During the webinar, Karsten highlighted these use cases, which emphasize the power of clinical data reuse in fostering new pathways to scientific insight. By unlocking previously underutilized historical datasets, researchers can approach scientific questions from multiple directions, significantly enhancing their ability to innovate, refine therapies, and accelerate impactful research outcomes.

Lesson 3: A user interface should encourage legacy data exploration and understanding

For Boehringer, unlocking the full potential of clinical data requires easy access to the data, along with the ability to exploratively view it. As Kasten mentioned, the ReSource project is focused on:

Making existing clinical trial data easily and quickly available for reuse

and

Providing a holistic exploratory view of this data, in compliance with regulatory, legal, and ethical requirement.

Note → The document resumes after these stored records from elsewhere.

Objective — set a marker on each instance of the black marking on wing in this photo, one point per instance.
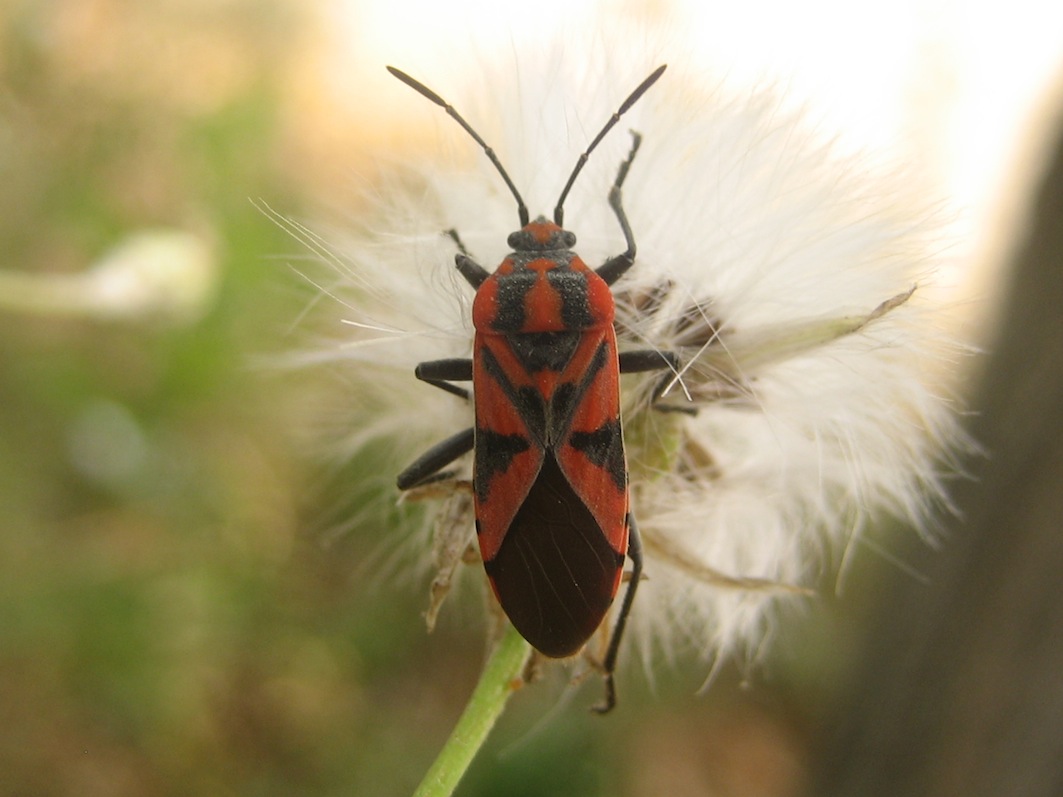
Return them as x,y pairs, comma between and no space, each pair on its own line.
605,448
555,571
494,453
575,304
544,351
526,402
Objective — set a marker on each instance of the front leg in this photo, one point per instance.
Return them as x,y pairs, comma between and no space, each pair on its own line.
652,359
435,459
441,373
614,267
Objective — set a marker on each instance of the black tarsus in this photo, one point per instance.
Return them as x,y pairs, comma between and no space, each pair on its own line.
435,459
441,373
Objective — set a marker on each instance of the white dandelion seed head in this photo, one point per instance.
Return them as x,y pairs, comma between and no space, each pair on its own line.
781,274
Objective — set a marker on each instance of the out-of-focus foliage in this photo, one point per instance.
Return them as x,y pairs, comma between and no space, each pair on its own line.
173,620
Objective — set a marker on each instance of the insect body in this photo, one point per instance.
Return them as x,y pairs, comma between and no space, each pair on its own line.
550,476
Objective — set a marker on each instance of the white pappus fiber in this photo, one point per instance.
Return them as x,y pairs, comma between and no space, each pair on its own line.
788,281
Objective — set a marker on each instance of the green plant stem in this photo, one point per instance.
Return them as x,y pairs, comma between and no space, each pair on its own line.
488,699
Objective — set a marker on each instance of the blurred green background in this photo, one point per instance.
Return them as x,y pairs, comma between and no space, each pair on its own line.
173,617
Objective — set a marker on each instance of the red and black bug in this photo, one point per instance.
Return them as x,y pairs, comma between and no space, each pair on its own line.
550,475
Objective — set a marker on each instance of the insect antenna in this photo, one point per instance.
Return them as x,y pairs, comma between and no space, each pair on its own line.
633,98
427,92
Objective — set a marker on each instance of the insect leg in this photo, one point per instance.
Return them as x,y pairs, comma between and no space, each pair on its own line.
651,359
635,552
614,267
472,271
436,458
441,373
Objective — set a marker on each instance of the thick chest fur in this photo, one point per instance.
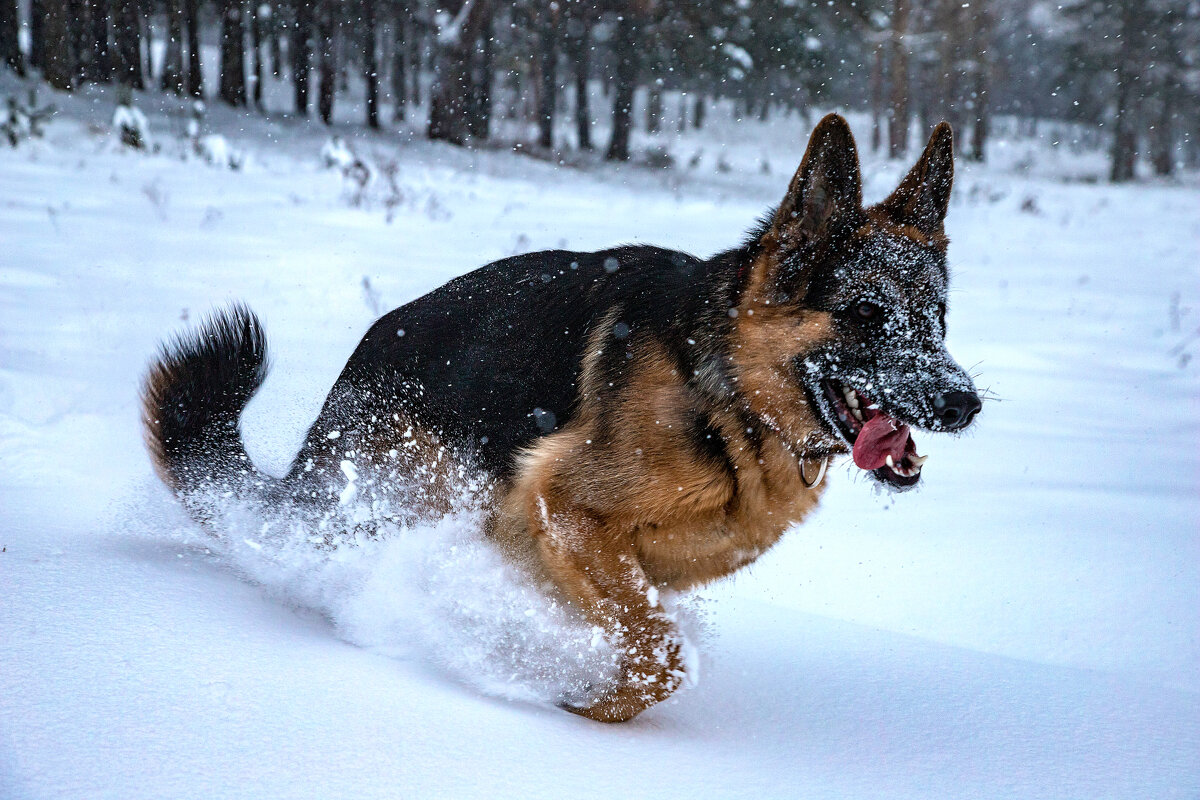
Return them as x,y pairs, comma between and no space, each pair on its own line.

Thanks to DISQOVER’s intuitive user interface (UI) with powerful data visualizations and interactions, achieving these goals is straightforward. No prior knowledge of previous trials or extensive data science experience is needed to extract value from the platform. DISQOVER enables users to intuitively navigate all existing clinical data ingested in the platform, effortlessly defining and refining cohort criteria through dynamic visualizations and filtering options. By presenting data clearly and interactively, users feel encouraged and empowered to explore the legacy data thoroughly, leading to deeper insights and more informed decisions.

Boehringer Ingelheim’s journey toward strategic clinical data reuse

Boehringer Ingelheim webinar ONTOFORCE

You can learn more about Boehringer Ingelheim’s journey toward strategic clinical data reuse and their ReSource project by watching the webinar recording. Specifically, learn more about how data is harmonized, how Boehringer ensures rigorous compliance and data protection when reusing data, and the dynamic user interface powered by DISQOVER. Watch the recording now >>>

With their comprehensive ReSource project, Boehringer Ingelheim exemplifies how pharmaceutical organizations can maximize the immense potential of legacy clinical data, transforming previously siloed datasets into powerful resources driving therapeutic innovation and breakthroughs.